Develop games with Oculus Quest: Can Oculus Link also develop Unity and Co.
I haven’t been able to test this functionality myself, but a developer told me that Unity and Unreal editors work with Oculus Quest and Oculus Link. The VR glasses are simply recognized as Oculus Rift S. Press “Play” once in the editor and you’re done.

Meanwhile there is even a direct Unity-Integration for Oculus Quest and Link.

Test conclusion for Oculus Link: Quest with Link does everything new

Who needs a Rift (S) when you can take Oculus Quest and Link with you wherever you go and get them ready for use in just a few easy steps? Who needs an HTC Vive (Pro) when almost everything is playable on Steam with Quest plus Link?

Graphics fetishists will certainly find differences between video stream and native display. But when it comes to the more important performance, there is virtually none – and even with the few stutterers I’ve seen, I’m not sure it was due to the link cable.

If you go directly for the more expensive official cable solution, you will notice even fewer problems: The cable comes with a bracket, is relatively light and very flexible and obviously provides better data transfer than unofficial solutions. For my test I can safely say that the performance feels even better and error messages in the Oculus app or the constant pop-up of connection dialogs are no longer an issue.

So everything is just great? Not necessarily, because I have to live with a cable on my glasses again.

If I have the choice, I prefer to use the native Quest version of an app or game and enjoy the wireless freedom. At least if it makes sense, because for Arizona Sunshine (test) for example, I prefer the massively prettier and more detailed version via Oculus Link (or native via my Vive). Complex games need full PC power.

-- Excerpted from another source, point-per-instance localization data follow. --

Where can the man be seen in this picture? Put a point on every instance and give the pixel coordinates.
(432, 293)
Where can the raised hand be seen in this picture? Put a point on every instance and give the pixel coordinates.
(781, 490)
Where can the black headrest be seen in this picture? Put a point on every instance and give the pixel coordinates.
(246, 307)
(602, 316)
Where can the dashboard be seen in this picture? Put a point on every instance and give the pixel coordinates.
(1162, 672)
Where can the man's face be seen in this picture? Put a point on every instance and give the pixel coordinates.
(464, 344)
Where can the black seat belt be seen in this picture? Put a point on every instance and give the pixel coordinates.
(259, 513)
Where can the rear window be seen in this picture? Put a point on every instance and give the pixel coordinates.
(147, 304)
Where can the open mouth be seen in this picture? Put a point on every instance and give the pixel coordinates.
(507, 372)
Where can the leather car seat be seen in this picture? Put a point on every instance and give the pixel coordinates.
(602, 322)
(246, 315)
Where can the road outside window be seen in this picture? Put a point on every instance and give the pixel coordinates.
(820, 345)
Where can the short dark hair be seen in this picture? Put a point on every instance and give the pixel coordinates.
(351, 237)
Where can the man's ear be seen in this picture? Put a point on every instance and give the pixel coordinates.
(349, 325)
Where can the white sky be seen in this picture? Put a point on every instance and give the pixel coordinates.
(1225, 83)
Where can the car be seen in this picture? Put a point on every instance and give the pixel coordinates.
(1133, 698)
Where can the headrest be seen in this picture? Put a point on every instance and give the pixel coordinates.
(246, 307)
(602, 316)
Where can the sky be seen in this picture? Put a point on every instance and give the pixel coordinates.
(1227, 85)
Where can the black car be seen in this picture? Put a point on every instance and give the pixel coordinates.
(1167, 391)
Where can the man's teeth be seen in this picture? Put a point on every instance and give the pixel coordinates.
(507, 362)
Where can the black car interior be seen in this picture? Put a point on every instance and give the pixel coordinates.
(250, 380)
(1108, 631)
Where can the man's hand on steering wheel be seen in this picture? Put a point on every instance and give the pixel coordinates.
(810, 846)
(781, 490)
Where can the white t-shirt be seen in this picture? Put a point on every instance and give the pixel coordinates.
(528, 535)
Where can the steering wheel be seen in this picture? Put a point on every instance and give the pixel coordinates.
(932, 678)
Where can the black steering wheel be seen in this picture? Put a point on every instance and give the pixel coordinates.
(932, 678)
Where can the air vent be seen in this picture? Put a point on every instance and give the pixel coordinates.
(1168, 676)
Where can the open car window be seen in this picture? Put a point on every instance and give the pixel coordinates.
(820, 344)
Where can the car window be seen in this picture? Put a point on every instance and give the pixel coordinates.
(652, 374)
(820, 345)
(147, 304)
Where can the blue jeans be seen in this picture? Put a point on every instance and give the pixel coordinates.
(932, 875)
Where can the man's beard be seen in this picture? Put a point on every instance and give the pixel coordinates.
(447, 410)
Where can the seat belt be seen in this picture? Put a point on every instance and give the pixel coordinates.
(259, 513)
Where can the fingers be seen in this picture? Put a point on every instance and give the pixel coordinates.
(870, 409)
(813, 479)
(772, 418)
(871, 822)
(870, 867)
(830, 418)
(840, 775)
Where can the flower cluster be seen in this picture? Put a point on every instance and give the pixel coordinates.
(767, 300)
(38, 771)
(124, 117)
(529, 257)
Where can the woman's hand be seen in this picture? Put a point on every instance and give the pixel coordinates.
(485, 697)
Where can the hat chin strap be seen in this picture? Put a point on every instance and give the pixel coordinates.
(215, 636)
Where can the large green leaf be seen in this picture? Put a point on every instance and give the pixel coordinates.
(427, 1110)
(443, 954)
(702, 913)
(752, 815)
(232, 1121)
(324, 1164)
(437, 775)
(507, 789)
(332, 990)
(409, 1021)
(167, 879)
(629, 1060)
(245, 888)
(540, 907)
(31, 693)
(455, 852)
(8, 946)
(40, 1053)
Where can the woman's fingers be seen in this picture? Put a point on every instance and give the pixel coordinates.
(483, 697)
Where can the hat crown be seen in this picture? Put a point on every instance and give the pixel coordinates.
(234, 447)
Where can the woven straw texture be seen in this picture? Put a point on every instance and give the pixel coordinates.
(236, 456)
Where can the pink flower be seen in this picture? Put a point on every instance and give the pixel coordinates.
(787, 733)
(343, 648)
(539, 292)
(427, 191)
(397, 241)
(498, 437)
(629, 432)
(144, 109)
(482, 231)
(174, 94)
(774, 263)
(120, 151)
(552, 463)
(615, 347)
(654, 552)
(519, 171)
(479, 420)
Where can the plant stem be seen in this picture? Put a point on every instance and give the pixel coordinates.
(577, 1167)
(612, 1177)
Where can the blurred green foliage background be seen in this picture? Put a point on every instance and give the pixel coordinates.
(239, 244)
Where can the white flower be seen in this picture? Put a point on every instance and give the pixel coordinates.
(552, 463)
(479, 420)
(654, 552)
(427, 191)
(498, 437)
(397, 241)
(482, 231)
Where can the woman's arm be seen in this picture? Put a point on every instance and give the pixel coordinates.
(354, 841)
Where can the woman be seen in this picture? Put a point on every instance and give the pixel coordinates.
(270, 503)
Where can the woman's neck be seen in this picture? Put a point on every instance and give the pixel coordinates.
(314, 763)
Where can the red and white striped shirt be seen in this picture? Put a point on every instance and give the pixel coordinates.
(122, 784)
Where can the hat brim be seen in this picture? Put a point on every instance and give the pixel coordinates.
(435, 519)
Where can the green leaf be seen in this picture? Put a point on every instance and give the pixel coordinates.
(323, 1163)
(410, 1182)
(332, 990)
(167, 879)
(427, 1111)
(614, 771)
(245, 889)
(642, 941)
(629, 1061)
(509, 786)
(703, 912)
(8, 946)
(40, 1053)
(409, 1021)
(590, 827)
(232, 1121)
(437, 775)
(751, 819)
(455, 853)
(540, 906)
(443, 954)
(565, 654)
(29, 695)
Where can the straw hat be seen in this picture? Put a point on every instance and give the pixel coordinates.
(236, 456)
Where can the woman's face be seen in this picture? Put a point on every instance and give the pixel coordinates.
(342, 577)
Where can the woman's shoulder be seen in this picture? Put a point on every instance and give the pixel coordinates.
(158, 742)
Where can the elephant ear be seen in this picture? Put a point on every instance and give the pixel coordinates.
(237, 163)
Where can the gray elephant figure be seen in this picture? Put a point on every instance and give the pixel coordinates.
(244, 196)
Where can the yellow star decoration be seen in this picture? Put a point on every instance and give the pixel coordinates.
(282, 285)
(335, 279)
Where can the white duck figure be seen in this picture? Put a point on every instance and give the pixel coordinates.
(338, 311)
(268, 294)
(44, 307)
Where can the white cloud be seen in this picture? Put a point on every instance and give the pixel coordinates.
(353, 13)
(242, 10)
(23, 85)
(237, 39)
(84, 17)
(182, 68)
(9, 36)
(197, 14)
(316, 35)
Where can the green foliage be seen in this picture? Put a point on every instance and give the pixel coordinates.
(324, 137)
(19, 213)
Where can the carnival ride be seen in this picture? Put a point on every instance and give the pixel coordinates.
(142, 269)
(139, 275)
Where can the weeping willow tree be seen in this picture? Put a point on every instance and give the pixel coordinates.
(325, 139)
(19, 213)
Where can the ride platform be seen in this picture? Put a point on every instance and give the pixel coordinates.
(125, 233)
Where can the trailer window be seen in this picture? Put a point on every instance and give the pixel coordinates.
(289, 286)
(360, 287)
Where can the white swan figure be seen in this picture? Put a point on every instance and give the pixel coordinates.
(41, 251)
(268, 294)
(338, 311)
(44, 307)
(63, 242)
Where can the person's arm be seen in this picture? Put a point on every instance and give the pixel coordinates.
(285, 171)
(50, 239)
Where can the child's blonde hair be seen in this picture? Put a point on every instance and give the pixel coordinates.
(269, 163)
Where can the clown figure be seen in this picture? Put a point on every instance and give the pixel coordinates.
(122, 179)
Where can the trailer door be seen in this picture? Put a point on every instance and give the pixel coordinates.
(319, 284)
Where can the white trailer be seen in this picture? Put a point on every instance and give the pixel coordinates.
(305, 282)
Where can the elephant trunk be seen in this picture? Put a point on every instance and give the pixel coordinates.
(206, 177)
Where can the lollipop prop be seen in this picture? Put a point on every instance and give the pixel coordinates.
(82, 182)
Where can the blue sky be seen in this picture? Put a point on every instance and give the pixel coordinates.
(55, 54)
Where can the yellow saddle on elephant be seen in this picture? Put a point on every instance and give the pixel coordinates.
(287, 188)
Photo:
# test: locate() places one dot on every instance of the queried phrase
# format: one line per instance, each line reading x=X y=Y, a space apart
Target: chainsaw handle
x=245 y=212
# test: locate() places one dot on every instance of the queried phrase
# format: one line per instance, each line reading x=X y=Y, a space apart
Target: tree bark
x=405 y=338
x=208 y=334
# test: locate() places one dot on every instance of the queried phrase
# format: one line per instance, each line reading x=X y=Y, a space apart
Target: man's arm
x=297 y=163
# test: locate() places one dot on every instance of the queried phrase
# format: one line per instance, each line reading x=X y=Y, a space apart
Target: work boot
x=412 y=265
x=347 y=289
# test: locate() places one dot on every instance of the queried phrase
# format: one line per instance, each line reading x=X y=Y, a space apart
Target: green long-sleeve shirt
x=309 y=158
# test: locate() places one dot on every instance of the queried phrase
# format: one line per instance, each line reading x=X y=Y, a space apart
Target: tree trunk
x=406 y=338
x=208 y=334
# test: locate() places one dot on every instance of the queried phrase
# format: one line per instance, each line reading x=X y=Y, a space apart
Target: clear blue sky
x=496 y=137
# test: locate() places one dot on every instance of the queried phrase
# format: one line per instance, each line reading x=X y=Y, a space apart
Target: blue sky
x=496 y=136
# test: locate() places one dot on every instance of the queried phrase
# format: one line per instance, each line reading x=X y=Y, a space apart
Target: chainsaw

So the disadvantage of the cable is balanced out again, because I get a full PC-VR-glasses, which is easy to configure and where I don’t have to do a lot of adjustments until everything fits. The official link cable is also light and flexible enough that it is hardly noticeable.

At the moment, I clearly recommend the official link cable – despite the hefty price of 89 Dollar.

It’s like the actual quest: put on your VR glasses (only now there’s a single cable attached to them) and start playing. Everything a VR enthusiast’s heart desires, without any significant loss of performance – provided you own a fast gaming PC. As with any other PC-VR glasses, this is a prerequisite.

Oculus Link is a successful compromise between two VR systems, namely the PC-based and the stand-alone system. It combines great advantages of both systems with only one disadvantage: the cable. A pretty good deal if you ask me.

You should use Oculus Link if …

  • you own an Oculus Quest and a fast game PC,
  • you don’t want to do VR with external sensors, but you don’t want to do without big VR games
  • would like to experience a new streaming technology in action and
  • want to experience how VR gets fitter for the mainstream.

You should not use Oculus Link if …

  • you do not like the technique, comfort and resolution of the quest,
  • cables are the equivalent of leg irons for you,
  • does not want to take part in possible problems of a beta and
  • you are completely satisfied with your higher quality PC-VR glasses.